Haotian Wang <haotian.wang@xxxxxxxxxx> · Thu, 5 Sep 2019 12:15:16 -0400

On Thu, Sep 5, 2019 at 3:07 AM Michael S. Tsirkin <mst@xxxxxxxxxx> wrote:
> > The host may write multiple 0 or 1's and the endpoint can only
> > detect one of them in an notif_poll usleep interval.
> 
> Right. Notifications weren't designed to be implemented on top of RW
> memory like this: the assumption was all notifications are buffered.

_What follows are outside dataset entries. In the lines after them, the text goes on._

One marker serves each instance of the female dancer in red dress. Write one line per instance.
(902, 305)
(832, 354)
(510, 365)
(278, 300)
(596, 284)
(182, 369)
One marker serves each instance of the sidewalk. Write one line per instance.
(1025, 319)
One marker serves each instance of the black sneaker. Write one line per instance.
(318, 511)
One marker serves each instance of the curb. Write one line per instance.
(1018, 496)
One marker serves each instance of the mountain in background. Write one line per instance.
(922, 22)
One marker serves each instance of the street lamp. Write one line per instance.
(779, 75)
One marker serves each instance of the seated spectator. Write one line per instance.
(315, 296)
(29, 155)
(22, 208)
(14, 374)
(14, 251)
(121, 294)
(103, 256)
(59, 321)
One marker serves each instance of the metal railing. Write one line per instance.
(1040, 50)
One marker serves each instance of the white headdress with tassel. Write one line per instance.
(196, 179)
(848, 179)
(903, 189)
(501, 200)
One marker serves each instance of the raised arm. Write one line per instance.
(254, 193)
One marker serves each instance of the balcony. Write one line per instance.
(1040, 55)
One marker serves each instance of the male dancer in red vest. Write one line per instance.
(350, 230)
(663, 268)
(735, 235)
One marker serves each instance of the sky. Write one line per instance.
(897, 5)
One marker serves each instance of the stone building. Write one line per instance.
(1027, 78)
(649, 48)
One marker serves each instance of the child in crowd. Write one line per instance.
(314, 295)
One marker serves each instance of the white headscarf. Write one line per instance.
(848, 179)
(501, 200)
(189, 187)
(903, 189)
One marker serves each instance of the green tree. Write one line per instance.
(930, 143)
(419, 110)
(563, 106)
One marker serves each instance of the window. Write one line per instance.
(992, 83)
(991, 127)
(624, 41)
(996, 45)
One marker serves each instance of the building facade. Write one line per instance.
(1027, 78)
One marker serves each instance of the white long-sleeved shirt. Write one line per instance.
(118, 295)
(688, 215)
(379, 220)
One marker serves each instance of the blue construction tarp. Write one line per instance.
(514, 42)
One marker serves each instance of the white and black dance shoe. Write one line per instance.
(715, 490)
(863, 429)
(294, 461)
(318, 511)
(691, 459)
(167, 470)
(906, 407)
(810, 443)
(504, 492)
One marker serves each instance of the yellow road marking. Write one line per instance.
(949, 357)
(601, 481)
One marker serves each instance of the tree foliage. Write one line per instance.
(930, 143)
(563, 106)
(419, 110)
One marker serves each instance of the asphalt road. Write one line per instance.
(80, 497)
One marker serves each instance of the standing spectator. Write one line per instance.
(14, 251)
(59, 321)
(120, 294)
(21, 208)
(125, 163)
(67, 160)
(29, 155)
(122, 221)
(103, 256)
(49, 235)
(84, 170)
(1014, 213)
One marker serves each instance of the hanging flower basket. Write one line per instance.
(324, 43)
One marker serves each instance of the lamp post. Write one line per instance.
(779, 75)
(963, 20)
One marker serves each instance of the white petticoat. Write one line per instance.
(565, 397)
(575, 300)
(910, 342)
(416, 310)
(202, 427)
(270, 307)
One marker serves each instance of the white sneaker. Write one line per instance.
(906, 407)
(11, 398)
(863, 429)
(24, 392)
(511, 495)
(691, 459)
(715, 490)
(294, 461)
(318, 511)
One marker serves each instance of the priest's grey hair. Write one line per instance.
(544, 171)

I can implement notification as a counter instead of a pending bit to
simulate a buffer. There will be many troublesome cases illustrated by
the following example.

The host sends a notification about available buffers 0-3. The endpoint
will probably consume buffers 0-5 as the notification is polled and
there is a delay. Then for some following notifications, the endpoint
may realize there are no corresponding available buffers to consume.
Those useless function calls waste cycles.

> So if you implement modern instead, different queues can use
> different addresses.

Will start working on this after switching the endpoint to using
vringh.c.

> > The host may write
> > some non-2 value as the endpoint code just finishes detecting the last
> > non-2 value and reverting that value back to 2, effectively nullifying
> > the new non-2 value.
> > 
> > The host may decide to write a non-2 value
> > immediately after the endpoint revert that value back to 2 but before
> > the endpoint code finishes the current loop of execution, effectively
> > making the value not reverted back to 2.
> > 
> > All these and other problems are made worse by the fact that the PCI
> > host Linux usually runs on much faster cores than the one on PCI
> > endpoint. This is why relying completely on pending bits is not always
> > safe. Hence the "fallback" check using usleep hackery exists.
> > Nevertheless I welcome any suggestion, because I do not like this
> > treatment myself either.
> 
> As long as you have a small number of queues, you can poll both
> of them. And to resolve racing with host, re-check
> rings after you write 2 into the selector

I assume your suggestion is based on modern virtio. vrings in legacy
virtio share a common notification read-write area.

> (btw you also need a bunch of memory barriers, atomics don't
> imply them automatically).

Thank you for the reminder. In this doc,
https://www.kernel.org/doc/html/latest/core-api/atomic_ops.html, it says
"atomic_cmpxchg must provide explicit memory barriers around the operation,
although if the comparison fails then no memory ordering guarantees are
required". My understanding of this sentence is that the arch-specific
implementer of atomic_cmpxchg already surrounds the operation with
barriers in a more efficient way. The second part of the sentence
implies the doc's target audience is the implementer of atomic_cmpxchg.
Please correct me if I misunderstand this doc.

Thank you for your feedback.

Best,
Haotian